3. As in Commonwealth v. Shelley, ante 466 (1978), and in many other recent cases, defense counsel must be criticised for his failure to record objections and exceptions. It is true that this court will sometimes afford relief, as in the instant case, despite the absence of objections and exceptions, in order to avoid injustice. See Commonwealth v. Corcione, 364 Mass. 611 , 618 (1974); Commonwealth v. White, 353 Mass. 409 , 424 (1967) (exercise of review powers under G. L. c. 278, Section 33E). See also Commonwealth v. Leavy, 369 Mass. 963 (1976); Commonwealth v. Franks, 365 Mass. 74 , 76 (1974); Commonwealth v. Concepcion, 362 Mass. 653 , 654 (1972); Commonwealth v. Myers, 356 Mass. 343 , 347 (1969); Commonwealth v. Freeman, 352 Mass. 556 , 564 (1967) (exercise of discretionary powers of review). Yet, the administration of criminal justice is badly served when serious allegations of error in trial or pre-trial rulings are asserted for the first time at the appellate level. Assisted by appropriate requests and objections, the trial judge frequently can correct and avoid potential error.

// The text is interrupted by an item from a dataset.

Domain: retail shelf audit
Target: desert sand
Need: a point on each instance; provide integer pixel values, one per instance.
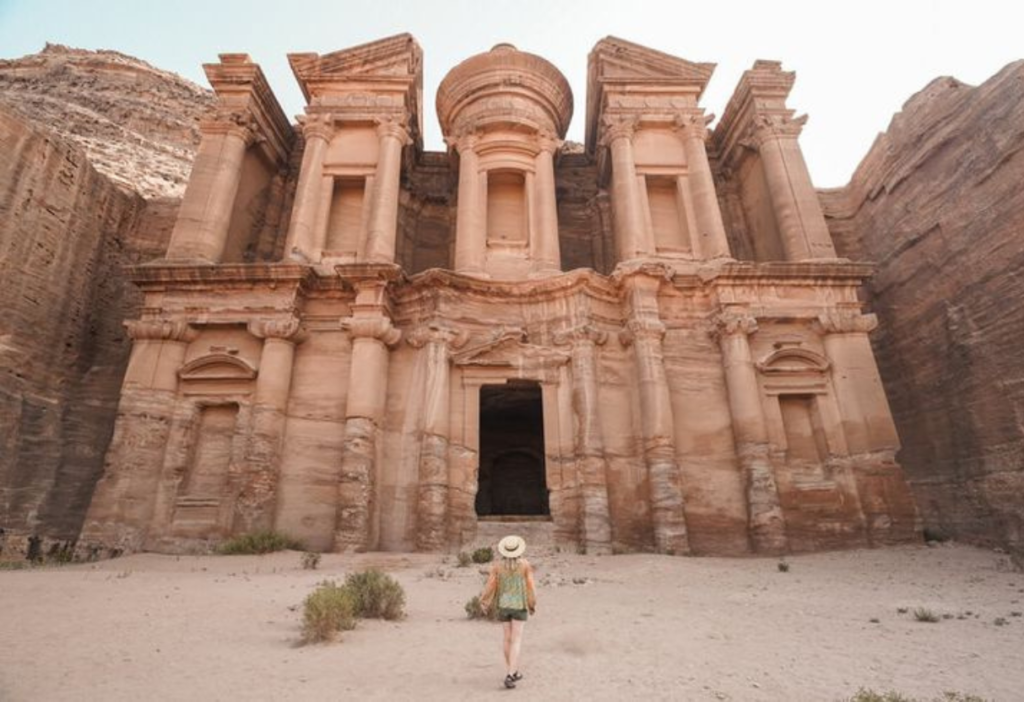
(639, 626)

The failure of defense counsel here to press for a Mullaney-type instruction to the jury is illustrative. That case had been decided many months before the instant trial occurred. Counsel should have been aware of its significance; indeed, there is some indication in the record that he was.

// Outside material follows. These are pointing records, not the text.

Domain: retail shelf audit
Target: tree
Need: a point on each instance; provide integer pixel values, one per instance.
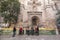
(10, 10)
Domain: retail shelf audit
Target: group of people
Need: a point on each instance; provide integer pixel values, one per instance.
(29, 30)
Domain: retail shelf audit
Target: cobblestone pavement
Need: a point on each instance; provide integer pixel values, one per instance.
(26, 37)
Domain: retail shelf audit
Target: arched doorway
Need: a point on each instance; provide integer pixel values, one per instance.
(35, 20)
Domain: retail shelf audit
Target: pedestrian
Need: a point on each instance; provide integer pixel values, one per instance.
(20, 31)
(37, 30)
(14, 31)
(32, 31)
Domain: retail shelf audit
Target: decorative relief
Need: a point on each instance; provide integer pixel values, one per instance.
(34, 3)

In many instances it is difficult for this court to understand the inaction of trial counsel in cases where we are subsequently confronted with justifiably aggressive assertions by appellate counsel that reversible error occurred at the trial. [Note 3]
Verdict set aside.
[Note 1] Strangely, defense counsel did not object or except to the failure to include the requested instruction in the charge. See part 3 of this opinion. We note further that the defendant also presented well-phrased requests for instructions based on Commonwealth v. Kendrick, 351 Mass. 203 (1966). Again, we fail to understand why appropriate objections and exceptions were not made when these requests were denied. Because a new trial must be had in any case, we see no necessity to discuss this aspect of the judge's charge.

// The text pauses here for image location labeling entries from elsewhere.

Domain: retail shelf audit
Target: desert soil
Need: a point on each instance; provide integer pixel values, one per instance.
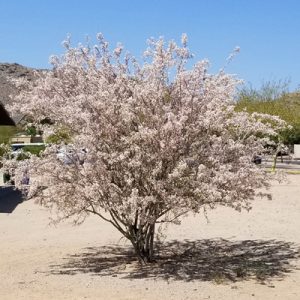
(228, 255)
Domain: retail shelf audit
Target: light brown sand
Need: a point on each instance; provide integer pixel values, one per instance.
(38, 261)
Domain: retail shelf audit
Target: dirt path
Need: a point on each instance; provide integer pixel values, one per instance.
(234, 256)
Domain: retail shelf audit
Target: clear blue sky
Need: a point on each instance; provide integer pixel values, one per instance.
(267, 31)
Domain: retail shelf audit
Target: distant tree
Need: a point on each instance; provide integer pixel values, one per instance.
(273, 98)
(150, 142)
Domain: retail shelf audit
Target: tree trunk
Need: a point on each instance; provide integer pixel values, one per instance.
(143, 245)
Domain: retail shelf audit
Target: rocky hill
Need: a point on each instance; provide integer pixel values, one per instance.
(8, 89)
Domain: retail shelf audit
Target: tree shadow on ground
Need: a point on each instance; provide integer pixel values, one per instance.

[Note 2] For example, at one point in the instructions the judge stated to the jury the traditional instruction that a person may be held to intend the natural and probable consequences of his conduct and that the jury might be warranted in inferring malice from the use of a deadly weapon. The words chosen by the judge came perilously close to establishing a presumption in favor of the Commonwealth which the defendant must overcome. Such presumptions residing in the State law give rise to the Mullaney and Hankerson holdings, and indicate the caution which is needed in phrasing such concepts.
[Note 3] We observe that appellate counsel who appeared before us was not the trial counsel in this case.